Answer the following questions from the DPV book: i) Q6.1, ii) Q6.4, iii) Q6.11, iv) Q6.19.

## Lab9: Edit Distance

Implement the edit distance algorithm described in Sec 6.3. Your code should compute the i) edit distance, and ii) a corresponding optimal alignment (via a "prev" array that keeps track of the minimum choice at each cell). You can use the numpy library if you need, but the code to implement edit distance must be your own.

You can test you code on the simple example from the book chapter.
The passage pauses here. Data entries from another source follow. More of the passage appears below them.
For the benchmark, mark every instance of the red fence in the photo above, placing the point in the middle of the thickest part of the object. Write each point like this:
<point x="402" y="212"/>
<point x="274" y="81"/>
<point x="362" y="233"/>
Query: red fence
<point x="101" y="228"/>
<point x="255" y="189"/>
Given strings EXPONENTIAL and POLYNOMIAL, your output should be:

edit distance = 6
alignment:
EXPONEN-TIAL
--POLYNOMIAL


Note that is possible to have another alignment, but the distance remains 6.
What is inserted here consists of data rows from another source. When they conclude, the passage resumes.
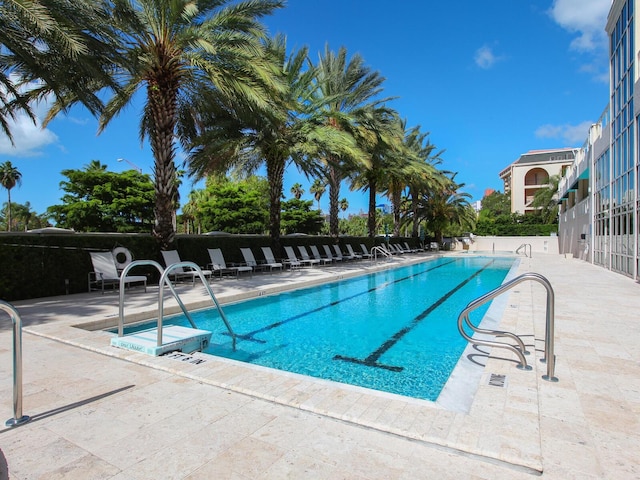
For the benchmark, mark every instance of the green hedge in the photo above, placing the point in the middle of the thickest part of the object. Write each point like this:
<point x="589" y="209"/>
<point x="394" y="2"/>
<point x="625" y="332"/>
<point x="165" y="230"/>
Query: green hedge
<point x="44" y="265"/>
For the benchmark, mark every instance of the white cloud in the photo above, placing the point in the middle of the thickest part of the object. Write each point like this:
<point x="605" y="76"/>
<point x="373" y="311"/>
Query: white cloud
<point x="29" y="139"/>
<point x="586" y="18"/>
<point x="485" y="58"/>
<point x="572" y="135"/>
As another test case, try the following two DNA strings:

CATAAGCTTCTGACTCTTACCTCCCTCTCTCCTACTCCTGCTCGCATCTGCTATAGTGGAGGCCGGAGCAGGAACAGGTTGAACAG
CGTAGCTTTTTGGTTAATTCCTCCTTCAGGTTTGATGTTGGTAGCAAGCTATTTTGTTGAGGGTGCTGCTCAGGCTGGATGGA


The edit distance in this case is 41. When printing a long string, make sure that no more than 80 characters are printed at one time. For the two strings above your output should look like:

edit distance: 41
alignment:
CATAAGC-TTCTGACTCTTACCTCCCTCTCTCCTACTCCTGCTCGCATCTGCTATAGTGGAGGCCGGAGCAGGAACAGGT
CGT-AGCTTTTTGGTTAATTCCTCCTTCAGGTTTGATGTTGGTAGCA--AGCTAT-TTTGTTGAGGGTGC-TGCTCAGGC

TGAACAG-
TGGATGGA


Finally, submit your output on the following two files. The first one cox1-protein.fasta contains the COX1 (cytochrome c oxidase subunit I) gene's protein sequence for Humans and Yeast, and the second one cox1-dna.fasta contains the COX1 gene's DNA sequence for Humans and Worms. These "fasta" files have two sequences in each file. Each sequence begins with a header string on one line beginning with the character ">". The lines that follow should all be concatenated into one string, until the next ">" is seen or end of file is encountered. For example, if a sample file is

>this is seq1
ACGT
AC
>this is seq2
TAGGGGT
ACTT


Then the first sequence is ACGTAC, and the second is TAGGGGTACTT

## Bonus

In addition to the edit distance, compute and print the total number of distinct alignments that are optimal. For this, you need to define a new recursive function that will compute the number of distinct alignments for each cell, which can be updated after computing the edit distance for each cell.